Civil engineering company Abergeldie has been awarded the contract to build the replacement Lansdowne Bridge, ushering in a new era of travel across the Mulwaree River in New South Wales.

Deputy Prime Minister and Minister for Infrastructure and Transport Michael McCormack said the Australian and New South Wales Governments were funding the $18.6 million project to build the new bridge and upgrade its road approaches.

“Works to demolish the old bridge have rapidly changed the landscape surrounding the former crossing, with a brighter future for the region around the corner thanks to this significant bridge replacement project,” Mr McCormack said.

NSW Minister for Roads, Maritime and Freight Melinda Pavey said the new Lansdowne Bridge would increase access for freight operators and that work would soon start.

“The new crossing will help to change people’s lives by improving safety and result in more efficient travel for road users, including pedestrians and cyclists and heavy vehicle drivers,” Mrs Pavey said.

Federal Member for Hume Angus Taylor said work was on track to start in coming weeks and was expected to take around 12 months to complete, weather permitting.

“Along with other locals, my family and I are pretty keen to see the work underway, because we use the road almost daily. A year of construction work comes with this project, so our infrastructure investments are not only fixing the roads and bridges, but creating more jobs,” Mr Taylor said.

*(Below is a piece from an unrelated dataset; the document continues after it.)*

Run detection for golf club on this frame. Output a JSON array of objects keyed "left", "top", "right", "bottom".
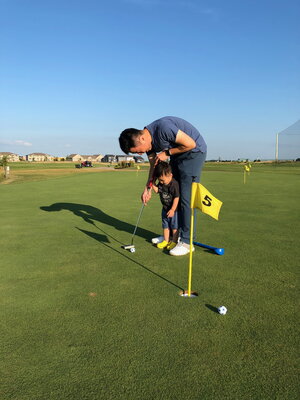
[
  {"left": 193, "top": 242, "right": 225, "bottom": 256},
  {"left": 121, "top": 178, "right": 153, "bottom": 253}
]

“The former bridge crossing and adjacent heritage properties have been recorded for archival purposes as part of the Office of Environment and Heritage’s planning approvals for the bridge,” Mr Taylor said.

State Member for Goulburn Pru Goward said the project would help preserve the history of the location partly by using recycled timbers and other structural materials appropriated from the old bridge.

“The community will be updated about the progress of this strategy and in the meantime, the old bridge’s timber beams are being treated to remove hazardous substances so they can be used again,” Ms Goward said.